The resignation of Mr F. W. de Klerk as leader of the National Party has moved South Africa a step closer to becoming a de facto one-party state along the lines of Zimbabwe to the north.
As the succession struggle develops in South Africa's former governing party, the immediate beneficiary of Mr De Klerk's resignation, and the damaging blow it inflicted on the morale of the NP, is undoubtedly Nelson Mandela's African National Congress.
Even before Mr De Klerk's resignation, the ANC's political ascendancy was impressive: it won 62 per cent of the vote in the April 1994 election, more than three times that of its nearest rival, the NP.
Mr De Klerk's decision to quit the political arena will strengthen arguments for regarding South Africa as a state in which opposition parties are confined to the periphery, and the hegemony of the ruling party assured for the foreseeable future.
One of the reasons given by Mr De Klerk for resigning was his belief that the NP needed to be freed of the burden of its apartheid past, a legacy with which he recognised he was associated regardless of his role in helping to dismantle the apartheid state.
"I believe that the party needs to rejuvenate itself with fresh leadership," he said.
The implication of Mr De Klerk's reasoning is that a younger leader, untainted with the image of the NP as the progenitor and propagator of apartheid, will be better positioned to lead the party into the new millennium, a process which includes contesting the pending 1999 general election.
Mr De Klerk's prognosis may be proved right in the long run. But his resignation is a major setback to the NP for the immediate future.
None of his possible successors can match his image as a mature politician who rose above the dictates of tribe and caste to win accolades throughout the world and be awarded the Nobel Prize for Peace.
Significantly, none of the contenders in the succession struggle is completely untainted by apartheid, not Sam de Beer, not Danie Schutte, not former Foreign Minister Pik Botha - who has emerged as a late candidate on condition that the party agree to allow him to lead it back into President Mandela's government of national unity - and not Marthinus van Schalkwyk, who has admitted to being a paid agent of military intelligence in the 1980s.
Mr De Klerk's resignation does not come at a high point in the party's fortunes.

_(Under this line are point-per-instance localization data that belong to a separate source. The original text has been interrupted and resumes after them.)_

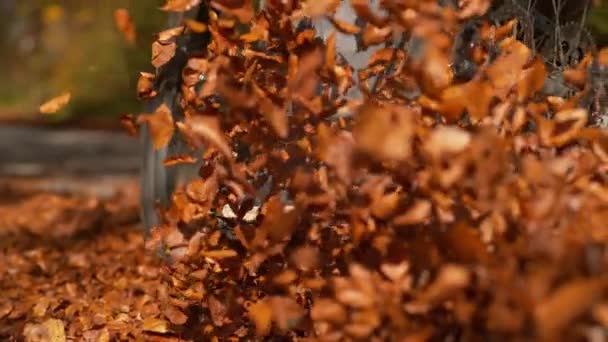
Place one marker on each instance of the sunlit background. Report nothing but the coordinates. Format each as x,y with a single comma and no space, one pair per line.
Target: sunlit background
50,47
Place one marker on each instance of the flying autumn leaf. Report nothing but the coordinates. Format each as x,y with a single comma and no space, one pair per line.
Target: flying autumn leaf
162,53
125,25
180,5
195,26
55,104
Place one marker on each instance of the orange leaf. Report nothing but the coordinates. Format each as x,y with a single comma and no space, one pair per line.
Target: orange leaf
180,5
125,24
162,53
55,104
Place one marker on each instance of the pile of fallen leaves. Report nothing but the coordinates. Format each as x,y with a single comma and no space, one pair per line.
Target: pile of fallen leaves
434,206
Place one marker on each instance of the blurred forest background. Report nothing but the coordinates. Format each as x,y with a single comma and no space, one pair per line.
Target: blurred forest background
49,47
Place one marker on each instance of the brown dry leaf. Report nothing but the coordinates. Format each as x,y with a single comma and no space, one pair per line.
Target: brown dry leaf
125,24
261,314
325,309
315,9
505,72
373,35
385,132
306,258
280,220
180,5
363,11
242,10
286,312
450,279
471,8
336,150
195,26
417,214
145,86
155,325
167,35
175,316
55,104
276,116
446,140
564,128
160,124
344,26
218,311
532,80
179,159
52,330
568,302
162,53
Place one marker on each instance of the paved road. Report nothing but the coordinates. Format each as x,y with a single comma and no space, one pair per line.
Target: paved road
37,159
36,151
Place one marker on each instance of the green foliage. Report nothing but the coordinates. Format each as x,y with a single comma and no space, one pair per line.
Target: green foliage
52,47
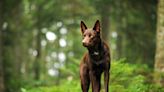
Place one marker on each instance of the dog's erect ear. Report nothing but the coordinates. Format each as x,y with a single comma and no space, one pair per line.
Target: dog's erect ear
97,26
83,27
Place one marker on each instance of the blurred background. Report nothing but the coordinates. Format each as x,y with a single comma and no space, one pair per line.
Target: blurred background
40,44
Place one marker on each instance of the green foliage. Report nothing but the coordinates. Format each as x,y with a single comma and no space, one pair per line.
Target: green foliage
125,77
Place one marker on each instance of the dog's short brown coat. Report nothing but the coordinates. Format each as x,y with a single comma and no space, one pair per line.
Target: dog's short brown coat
95,61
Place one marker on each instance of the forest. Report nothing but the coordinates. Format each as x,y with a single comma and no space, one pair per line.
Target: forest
41,44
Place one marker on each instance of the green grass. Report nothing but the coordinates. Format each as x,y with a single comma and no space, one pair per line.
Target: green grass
125,77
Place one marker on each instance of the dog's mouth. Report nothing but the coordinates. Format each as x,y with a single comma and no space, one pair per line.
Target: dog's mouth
87,45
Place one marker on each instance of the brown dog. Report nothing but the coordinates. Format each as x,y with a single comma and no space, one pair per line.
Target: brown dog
95,61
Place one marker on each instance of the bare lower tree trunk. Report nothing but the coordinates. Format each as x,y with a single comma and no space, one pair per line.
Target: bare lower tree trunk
159,57
38,47
2,87
105,22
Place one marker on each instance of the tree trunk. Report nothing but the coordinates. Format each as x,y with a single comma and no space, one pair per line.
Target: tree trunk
38,47
2,87
105,22
159,57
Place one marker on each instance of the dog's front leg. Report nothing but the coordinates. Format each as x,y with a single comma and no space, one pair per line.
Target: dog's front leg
95,80
106,79
84,77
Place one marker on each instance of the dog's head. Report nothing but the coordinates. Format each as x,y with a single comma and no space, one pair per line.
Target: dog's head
91,36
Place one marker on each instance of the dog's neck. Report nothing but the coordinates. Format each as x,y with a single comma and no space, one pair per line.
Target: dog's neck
97,49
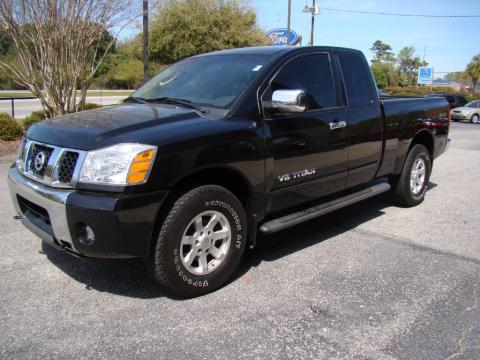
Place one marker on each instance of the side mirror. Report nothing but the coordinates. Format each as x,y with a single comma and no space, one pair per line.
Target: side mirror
286,101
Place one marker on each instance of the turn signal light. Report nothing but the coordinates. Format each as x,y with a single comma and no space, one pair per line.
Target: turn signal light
140,167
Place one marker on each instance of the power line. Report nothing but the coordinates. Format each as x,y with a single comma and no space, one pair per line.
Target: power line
400,14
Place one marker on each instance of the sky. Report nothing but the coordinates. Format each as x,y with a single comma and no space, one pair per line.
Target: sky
449,43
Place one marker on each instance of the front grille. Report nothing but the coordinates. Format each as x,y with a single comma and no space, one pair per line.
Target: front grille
48,164
35,150
67,166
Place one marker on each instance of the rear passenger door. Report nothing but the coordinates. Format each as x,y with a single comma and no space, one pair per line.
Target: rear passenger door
308,149
364,117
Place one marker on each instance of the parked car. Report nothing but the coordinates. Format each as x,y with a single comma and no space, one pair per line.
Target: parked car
382,92
470,112
217,147
455,100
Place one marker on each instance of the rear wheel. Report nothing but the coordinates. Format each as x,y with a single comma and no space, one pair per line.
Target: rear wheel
410,187
200,243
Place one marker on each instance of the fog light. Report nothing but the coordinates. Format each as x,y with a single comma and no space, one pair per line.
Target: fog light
85,235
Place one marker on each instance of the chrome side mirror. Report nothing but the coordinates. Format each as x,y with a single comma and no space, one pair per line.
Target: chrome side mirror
285,101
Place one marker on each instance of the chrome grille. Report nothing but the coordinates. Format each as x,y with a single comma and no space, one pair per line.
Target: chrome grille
35,150
67,166
51,165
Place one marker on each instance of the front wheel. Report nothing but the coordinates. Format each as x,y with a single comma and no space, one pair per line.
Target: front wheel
410,187
200,243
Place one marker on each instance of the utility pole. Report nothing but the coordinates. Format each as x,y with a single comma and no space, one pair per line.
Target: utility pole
288,21
314,11
146,74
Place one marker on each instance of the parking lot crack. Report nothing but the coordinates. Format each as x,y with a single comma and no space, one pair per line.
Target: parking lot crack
417,247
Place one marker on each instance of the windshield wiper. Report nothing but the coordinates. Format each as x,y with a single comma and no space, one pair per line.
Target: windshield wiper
175,101
136,99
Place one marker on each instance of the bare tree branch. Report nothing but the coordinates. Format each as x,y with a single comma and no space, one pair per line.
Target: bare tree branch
57,44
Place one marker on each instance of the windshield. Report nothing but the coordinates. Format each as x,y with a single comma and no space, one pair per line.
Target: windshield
210,81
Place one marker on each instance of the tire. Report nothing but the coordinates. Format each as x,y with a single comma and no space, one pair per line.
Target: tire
182,259
409,188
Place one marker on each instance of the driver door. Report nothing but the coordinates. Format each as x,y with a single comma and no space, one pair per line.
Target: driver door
308,149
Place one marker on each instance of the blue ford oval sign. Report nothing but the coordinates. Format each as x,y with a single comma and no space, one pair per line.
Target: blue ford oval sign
279,37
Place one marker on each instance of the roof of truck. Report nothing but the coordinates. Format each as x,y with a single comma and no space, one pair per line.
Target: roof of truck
271,50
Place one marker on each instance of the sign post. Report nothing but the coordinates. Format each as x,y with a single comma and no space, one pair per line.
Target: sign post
425,76
283,37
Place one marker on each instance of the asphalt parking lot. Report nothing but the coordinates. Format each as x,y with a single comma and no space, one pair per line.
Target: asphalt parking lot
372,281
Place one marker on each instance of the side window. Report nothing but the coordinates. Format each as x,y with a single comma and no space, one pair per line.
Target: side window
358,81
312,74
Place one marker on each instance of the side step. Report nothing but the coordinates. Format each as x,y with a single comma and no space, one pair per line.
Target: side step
298,217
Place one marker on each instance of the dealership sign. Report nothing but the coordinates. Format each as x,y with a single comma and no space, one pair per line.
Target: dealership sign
425,75
280,37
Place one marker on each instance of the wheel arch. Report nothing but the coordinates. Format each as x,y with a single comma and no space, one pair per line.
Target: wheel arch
225,176
423,137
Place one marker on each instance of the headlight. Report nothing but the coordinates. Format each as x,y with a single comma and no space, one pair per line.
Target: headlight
122,164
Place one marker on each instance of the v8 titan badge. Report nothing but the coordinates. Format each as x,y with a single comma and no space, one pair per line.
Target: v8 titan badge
296,175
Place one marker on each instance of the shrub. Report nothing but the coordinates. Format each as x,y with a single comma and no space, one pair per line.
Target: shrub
10,129
33,118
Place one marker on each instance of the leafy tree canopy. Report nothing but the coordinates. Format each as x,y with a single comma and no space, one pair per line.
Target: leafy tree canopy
184,28
382,52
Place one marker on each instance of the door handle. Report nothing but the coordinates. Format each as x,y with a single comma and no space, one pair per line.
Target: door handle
337,124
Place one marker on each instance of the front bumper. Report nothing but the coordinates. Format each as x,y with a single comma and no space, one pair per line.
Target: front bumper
123,223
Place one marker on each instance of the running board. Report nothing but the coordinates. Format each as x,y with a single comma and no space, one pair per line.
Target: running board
286,221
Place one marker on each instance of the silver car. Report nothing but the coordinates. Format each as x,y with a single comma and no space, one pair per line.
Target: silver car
470,111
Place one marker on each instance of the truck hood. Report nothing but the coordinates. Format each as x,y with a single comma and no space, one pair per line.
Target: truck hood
108,125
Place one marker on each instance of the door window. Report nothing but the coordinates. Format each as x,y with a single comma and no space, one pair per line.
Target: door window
358,80
313,75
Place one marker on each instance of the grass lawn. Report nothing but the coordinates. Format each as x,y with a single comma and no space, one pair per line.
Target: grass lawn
89,93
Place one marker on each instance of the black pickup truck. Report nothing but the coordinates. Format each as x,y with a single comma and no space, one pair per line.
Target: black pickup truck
217,147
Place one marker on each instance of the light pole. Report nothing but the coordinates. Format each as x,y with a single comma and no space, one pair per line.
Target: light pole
146,74
288,21
314,11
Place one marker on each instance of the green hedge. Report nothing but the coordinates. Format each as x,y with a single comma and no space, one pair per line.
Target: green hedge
10,129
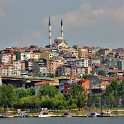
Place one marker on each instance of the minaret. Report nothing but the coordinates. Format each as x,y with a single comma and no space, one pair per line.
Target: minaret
49,32
61,28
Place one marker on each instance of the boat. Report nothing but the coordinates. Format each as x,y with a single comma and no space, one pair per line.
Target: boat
67,114
103,114
44,113
93,114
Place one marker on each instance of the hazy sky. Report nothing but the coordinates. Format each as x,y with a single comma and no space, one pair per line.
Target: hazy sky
86,22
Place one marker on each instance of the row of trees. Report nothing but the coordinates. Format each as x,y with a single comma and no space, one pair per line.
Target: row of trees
112,97
50,97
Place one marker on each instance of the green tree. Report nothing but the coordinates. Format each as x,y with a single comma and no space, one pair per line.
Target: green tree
121,92
8,96
101,72
51,91
77,92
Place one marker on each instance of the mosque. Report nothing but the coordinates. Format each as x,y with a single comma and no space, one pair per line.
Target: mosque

Since the April 1994 election, the level of its support has declined from 20 to 15 per cent - and even less according to some polls.
The party is in disarray beyond the Western Cape. Successive defeats at the hands of the minuscule Democratic Party in conservative towns where it was once invincible indicate that it is becoming a regional party in all but name.
While the NP is likely to suffer further humiliation at the hands of small parties, there is no evidence that any of the existing parties is poised to make inroads into the ANC's vast constituency. Quite the opposite: the ANC is homing in on Mangosuthu Buthelezi's Inkatha Freedom Party.
Opinion polls put the IFP's national level of support at less than five per cent.
Last year's local government election in KwaZulu-Natal shows that IFP support has declined since 1994, dropping from just 50 per cent to under 45 per cent in the province. Closer scrutiny of the results indicates that it was routed by the ANC in urban areas, a positive sign for the ANC in a country where urbanisation is a dominant sociological trend.
AT the same time, there are signs of a rapprochement between the ANC and the IFP, one which may result in a merger based on a common commitment to Africanism but one which will see the IFP confined to the role of a junior partner - if it is not absorbed as Joshua Nkomo's Zapu was in Zimbabwe when it merged with Robert Mugabe's Zanu-PF.
The immediate future is thus one of continued and probably enhanced ANC dominance, with or without the incorporation of the IFP. The remaining smaller parties seem set to squabble over a declining non-ANC vote.
But, even if they reach an electoral accommodation between themselves, they will be marginalised by the ANC's political preponderance.
The ANC is, of course, an alliance of disparate racial, ethnic, class and ideological forces and is bound, sooner or later, to generate its own opposition by shedding some malcontents. But that, like the hypothetical rejuvenation of the NP, is still a long way down the line.